The DOE's Office of Science awarded the contract to Atipa Technologies, a division of Microtech Computers that builds high-performance Linux systems for government agencies and universities.
The new supercomputer is designed to operate at a peak processing speed of 3.4 petaflops, 20 times faster than PNNL's four-year-old Chinook supercomputer. That should put it into the top 20 supercomputers in the world, according to PNNL.
The system will be comprised of 196,000 Intel processing cores combined with Intel's Xeon Phi coprocessors, based on the company's Many Integrated Core architecture, and has 2.7 petabytes of usable storage.
The supercomputer will be optimized for climate and chemistry simulations and biological analyses. It will be used for research in climate and environmental science, chemical processes and biology-based fuels, according to PNNL.

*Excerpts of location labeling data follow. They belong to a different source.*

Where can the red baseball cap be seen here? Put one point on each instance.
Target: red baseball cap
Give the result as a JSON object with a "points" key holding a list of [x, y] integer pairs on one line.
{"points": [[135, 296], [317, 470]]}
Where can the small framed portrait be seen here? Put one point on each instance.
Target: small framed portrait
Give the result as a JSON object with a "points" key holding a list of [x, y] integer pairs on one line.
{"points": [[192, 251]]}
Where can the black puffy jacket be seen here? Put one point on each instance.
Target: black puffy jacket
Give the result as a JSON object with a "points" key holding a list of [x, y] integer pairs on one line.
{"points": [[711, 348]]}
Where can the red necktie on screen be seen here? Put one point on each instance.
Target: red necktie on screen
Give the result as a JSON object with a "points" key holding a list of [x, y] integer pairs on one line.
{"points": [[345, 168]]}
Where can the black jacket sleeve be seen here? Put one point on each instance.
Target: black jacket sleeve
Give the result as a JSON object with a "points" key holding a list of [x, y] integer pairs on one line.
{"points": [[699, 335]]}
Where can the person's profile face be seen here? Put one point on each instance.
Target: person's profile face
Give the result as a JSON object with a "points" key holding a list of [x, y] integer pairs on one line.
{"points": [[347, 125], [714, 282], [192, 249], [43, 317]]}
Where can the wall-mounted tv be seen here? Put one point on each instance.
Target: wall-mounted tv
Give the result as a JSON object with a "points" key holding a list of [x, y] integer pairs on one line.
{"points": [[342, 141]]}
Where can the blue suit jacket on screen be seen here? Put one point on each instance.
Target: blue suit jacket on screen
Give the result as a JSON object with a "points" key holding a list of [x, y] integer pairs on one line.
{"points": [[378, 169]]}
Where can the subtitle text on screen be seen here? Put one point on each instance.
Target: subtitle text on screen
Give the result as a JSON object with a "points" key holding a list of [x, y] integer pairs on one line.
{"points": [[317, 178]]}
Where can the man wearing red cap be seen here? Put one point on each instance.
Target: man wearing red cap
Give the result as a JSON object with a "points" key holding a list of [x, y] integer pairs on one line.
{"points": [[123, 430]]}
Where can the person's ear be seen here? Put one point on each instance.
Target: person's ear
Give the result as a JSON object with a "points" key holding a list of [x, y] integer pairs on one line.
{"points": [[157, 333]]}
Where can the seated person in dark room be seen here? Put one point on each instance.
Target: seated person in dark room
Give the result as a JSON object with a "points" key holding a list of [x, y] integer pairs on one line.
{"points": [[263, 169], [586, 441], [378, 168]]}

In biology, "more computing power is like having more pixels in a picture," said Scott Baker, the Environmental Molecular Sciences Lab's biology science lead, in a written statement. "We'll be able to look at proteins and complex biological interactions more realistically. This will allow us to better understand and control organisms like microbes so that we can develop new renewable fuels."
The new computer is scheduled to be operating by October. About 400 scientists use the lab's Chinook system.
The DOE operates three of the top 10 supercomputers in a ranking of the top 500 supercomputer sites. Topping the list is Oak Ridge National Lab's Titan, which is rated at a peak of 27 petaflops.